A postcard of an old abandoned tractor in a Nebraska wheat field in winter recalls the warmth of being held there on a similar machine by a father before it all changed. Family members here and gone are recalled in beautiful language and they become ours. Lovely sunsets are captured and held by a haiku of gentleness and colors that please. Long ago childhoods are recalled, some beautiful enough to envy. Risks are taken in poetry form with extraordinary colors of red. Stories of lives so different from others enrich our experience; music on a bus that taught a new language and a kind word on a playground. Someone new joins and, in a flash, has us all soaring like fireflies above a pond in the magical night air.. Delightful.

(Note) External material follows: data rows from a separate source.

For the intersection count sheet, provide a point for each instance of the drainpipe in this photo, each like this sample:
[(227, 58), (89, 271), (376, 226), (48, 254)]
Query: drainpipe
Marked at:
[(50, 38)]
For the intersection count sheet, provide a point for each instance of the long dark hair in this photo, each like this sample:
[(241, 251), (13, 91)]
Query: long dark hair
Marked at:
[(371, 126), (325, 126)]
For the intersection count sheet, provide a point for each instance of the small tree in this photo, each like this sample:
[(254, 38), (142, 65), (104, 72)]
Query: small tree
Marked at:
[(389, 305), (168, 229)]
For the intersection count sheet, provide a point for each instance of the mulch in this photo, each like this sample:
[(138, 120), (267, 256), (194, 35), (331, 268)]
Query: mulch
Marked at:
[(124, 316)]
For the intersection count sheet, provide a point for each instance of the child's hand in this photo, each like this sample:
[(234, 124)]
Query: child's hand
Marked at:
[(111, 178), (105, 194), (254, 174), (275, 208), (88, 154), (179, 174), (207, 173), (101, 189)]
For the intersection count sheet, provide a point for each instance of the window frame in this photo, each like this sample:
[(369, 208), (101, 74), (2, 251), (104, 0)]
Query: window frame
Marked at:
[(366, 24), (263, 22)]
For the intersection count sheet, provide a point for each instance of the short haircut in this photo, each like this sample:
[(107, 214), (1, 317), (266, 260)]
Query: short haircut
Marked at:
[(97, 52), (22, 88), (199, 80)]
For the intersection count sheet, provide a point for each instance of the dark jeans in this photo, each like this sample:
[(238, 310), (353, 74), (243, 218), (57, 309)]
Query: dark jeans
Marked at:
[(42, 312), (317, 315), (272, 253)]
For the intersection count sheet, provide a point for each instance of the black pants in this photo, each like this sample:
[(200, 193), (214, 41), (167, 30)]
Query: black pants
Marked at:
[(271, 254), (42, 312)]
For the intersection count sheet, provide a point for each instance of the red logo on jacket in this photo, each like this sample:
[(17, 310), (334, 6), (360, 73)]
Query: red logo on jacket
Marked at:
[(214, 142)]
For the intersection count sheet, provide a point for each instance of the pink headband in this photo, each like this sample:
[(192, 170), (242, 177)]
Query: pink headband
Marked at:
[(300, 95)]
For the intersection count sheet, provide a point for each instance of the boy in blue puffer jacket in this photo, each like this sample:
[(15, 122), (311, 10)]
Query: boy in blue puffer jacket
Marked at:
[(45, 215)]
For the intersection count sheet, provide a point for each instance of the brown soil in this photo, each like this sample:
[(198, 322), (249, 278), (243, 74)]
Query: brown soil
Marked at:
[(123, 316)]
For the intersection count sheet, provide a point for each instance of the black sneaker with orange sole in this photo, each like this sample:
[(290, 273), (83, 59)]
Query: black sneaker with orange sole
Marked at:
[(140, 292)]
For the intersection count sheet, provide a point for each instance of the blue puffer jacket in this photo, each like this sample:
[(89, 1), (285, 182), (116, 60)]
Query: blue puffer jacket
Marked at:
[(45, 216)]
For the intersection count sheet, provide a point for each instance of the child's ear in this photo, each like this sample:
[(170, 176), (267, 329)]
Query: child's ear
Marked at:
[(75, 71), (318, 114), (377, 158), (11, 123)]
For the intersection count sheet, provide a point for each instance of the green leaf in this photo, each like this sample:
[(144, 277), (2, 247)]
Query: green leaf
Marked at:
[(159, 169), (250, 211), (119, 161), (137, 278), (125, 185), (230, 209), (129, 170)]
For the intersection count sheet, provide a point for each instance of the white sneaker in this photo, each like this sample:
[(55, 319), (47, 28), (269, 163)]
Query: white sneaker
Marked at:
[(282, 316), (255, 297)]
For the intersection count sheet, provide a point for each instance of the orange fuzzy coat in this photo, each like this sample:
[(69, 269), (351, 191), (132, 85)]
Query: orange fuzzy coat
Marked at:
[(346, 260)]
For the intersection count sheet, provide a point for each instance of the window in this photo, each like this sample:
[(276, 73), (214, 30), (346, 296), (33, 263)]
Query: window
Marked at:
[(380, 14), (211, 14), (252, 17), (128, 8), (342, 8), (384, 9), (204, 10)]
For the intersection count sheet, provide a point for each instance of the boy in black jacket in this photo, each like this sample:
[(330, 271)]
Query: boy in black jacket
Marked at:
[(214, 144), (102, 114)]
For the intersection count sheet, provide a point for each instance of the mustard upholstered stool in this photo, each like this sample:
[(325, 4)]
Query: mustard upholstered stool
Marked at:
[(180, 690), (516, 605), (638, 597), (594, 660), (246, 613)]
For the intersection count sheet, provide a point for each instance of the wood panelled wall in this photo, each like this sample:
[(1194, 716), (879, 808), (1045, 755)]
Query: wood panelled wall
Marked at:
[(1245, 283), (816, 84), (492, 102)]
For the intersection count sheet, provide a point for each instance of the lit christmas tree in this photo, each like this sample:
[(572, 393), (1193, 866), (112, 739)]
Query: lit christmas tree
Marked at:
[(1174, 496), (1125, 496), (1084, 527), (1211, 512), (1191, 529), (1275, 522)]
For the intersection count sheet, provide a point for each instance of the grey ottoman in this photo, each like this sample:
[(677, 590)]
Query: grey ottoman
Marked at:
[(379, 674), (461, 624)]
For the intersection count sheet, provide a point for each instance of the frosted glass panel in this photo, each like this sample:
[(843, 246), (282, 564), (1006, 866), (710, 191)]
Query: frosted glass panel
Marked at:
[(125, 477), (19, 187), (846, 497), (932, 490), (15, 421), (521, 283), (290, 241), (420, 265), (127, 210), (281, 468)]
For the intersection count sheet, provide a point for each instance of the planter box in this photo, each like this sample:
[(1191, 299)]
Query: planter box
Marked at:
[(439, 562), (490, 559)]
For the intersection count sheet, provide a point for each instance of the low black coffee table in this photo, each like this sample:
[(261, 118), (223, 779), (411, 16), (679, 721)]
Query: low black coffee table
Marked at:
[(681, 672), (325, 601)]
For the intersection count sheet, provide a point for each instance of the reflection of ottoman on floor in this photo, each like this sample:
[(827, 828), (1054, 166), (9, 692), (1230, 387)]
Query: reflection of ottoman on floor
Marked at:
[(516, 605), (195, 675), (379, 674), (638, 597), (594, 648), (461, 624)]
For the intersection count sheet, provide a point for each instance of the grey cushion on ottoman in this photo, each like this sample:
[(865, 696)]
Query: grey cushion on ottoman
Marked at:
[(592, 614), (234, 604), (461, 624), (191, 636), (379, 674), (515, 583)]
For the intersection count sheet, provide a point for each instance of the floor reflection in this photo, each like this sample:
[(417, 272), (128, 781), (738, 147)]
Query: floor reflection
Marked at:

Would we know any of this about each other without writing? We are awash in unforgettable tales.

Our writing has turned us into watchers, listeners, drifters, people of the finger counting. We travel about with an invisible net ready to snare any wisp of a story, any beauty that can be etched on a page.We are no longer cleaners, scrubbers, helpers; oh, we are that, but we are also this: artists. Long may we be.